User-configurable memory target

Author: Michael Knyszek

Updated: 16 February 2021

Background

Issue #23044 proposed the addition of some kind of API to provide a “minimum heap” size; that is, the minimum heap goal that the GC would ever set. The purpose of a minimum heap size, as explored in that proposal, is as a performance optimization: by preventing the heap from shrinking, each GC cycle will get longer as the live heap shrinks further beyond the minimum.

While GOGC already provides a way for Go users to trade off GC CPU time and heap memory use, the argument against setting GOGC higher is that a live heap spike is potentially dangerous, since the Go GC will use proportionally more memory with a high proportional constant. Instead, users (including a high-profile account by Twitch have resorted to using a heap ballast: a large memory allocation that the Go GC includes in its live heap size, but does not actually take up any resident pages, according to the OS. This technique thus effectively sets a minimum heap size in the runtime. The main disadvantage of this technique is portability. It relies on implementation-specific behavior, namely that the runtime will not touch that new allocation, thereby preventing the OS from backing that space with RAM on Unix-like systems. It also relies on the Go GC never scanning that allocation.

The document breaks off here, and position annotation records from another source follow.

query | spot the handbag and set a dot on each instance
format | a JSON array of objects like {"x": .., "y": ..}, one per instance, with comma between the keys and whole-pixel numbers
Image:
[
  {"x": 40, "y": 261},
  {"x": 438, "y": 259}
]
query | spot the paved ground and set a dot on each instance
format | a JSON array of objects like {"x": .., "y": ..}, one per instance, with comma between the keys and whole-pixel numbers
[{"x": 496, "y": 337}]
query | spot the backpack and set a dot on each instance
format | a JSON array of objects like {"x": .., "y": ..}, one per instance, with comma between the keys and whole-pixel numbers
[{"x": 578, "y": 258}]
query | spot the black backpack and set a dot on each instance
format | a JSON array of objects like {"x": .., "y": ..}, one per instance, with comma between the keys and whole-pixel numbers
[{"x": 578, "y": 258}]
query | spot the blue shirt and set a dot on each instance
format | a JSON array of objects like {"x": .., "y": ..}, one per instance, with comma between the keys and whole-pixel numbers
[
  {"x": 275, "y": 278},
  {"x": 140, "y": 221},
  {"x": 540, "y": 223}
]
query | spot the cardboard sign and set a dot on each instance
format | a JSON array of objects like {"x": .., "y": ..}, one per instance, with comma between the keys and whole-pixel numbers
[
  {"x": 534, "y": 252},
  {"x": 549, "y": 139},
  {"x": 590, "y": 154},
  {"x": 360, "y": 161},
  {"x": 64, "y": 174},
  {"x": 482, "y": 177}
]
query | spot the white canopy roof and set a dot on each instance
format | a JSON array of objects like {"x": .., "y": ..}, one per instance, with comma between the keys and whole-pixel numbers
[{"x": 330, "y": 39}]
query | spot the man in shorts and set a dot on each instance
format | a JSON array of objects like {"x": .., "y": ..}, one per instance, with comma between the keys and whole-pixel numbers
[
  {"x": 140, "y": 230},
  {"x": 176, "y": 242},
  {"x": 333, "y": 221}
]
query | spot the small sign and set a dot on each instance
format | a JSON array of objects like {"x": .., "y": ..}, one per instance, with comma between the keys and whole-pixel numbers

This technique is also platform-specific, because on Windows such an allocation would always count as committed.

Today, the Go GC already has a fixed minimum heap size of 4 MiB. The reasons around this minimum heap size stem largely from a failure to account for alternative GC work sources. See the GC pacer problems meta-issue for more details. The problems are resolved by a proposed GC pacer redesign.

Design

I propose the addition of the following API to the runtime/debug package:

// SetMemoryTarget provides a hint to the runtime that it can use at least
// amount bytes of memory. amount is the sum total of in-ue Go-related memory
// that the Go runtime can measure.
//
// That explictly includes:
// - Space and fragmentation for goroutine stacks.
// - Space for runtime structures.
// - The size of the heap, with fragmentation.
// - Space for global variables (including dynamically-loaded plugins).
//
// And it explicitly excludes:
// - Read-only parts of the Go program, such as machine instructions.
// - Any non-Go memory present in the process, such as from C or another
//   language runtime.
// - Memory required to maintain OS kernel resources that this process has a
//   handle to.
// - Memory allocated via low-level functions in the syscall package, like Mmap.
//
// The intuition and goal with this definition is the ability to treat the Go
// part of any system as a black box: runtime overheads and fragmentation that
// are otherwise difficult to account for are explicitly included.
// Anything that is difficult or impossible for the runtime to measure portably
// is excluded. For these cases, the user is encouraged to monitor these
// sources for their particular system and update the memory target as
// necessary.
//
// The runtime is free to ignore the hint at any time.
//
// In practice, the runtime will use this hint to run the garbage collector
// less frequently by using up any additional memory up-front. Any memory used
// beyond that will obey the GOGC trade-off.
//
// If the GOGC mechanism is turned off, the hint is always ignored.
//
// Note that if the memory target is set higher than the amount of memory
// available on the system, the Go runtime may attempt to use all that memory,
// and trigger an out-of-memory condition.
//
// An amount of 0 will retract the hint. A negative amount will always be
// ignored.
//
// Returns the old memory target, or -1 if none was previously set.
func SetMemoryTarget(amount int) int

The design of this feature builds off of the proposed GC pacer redesign.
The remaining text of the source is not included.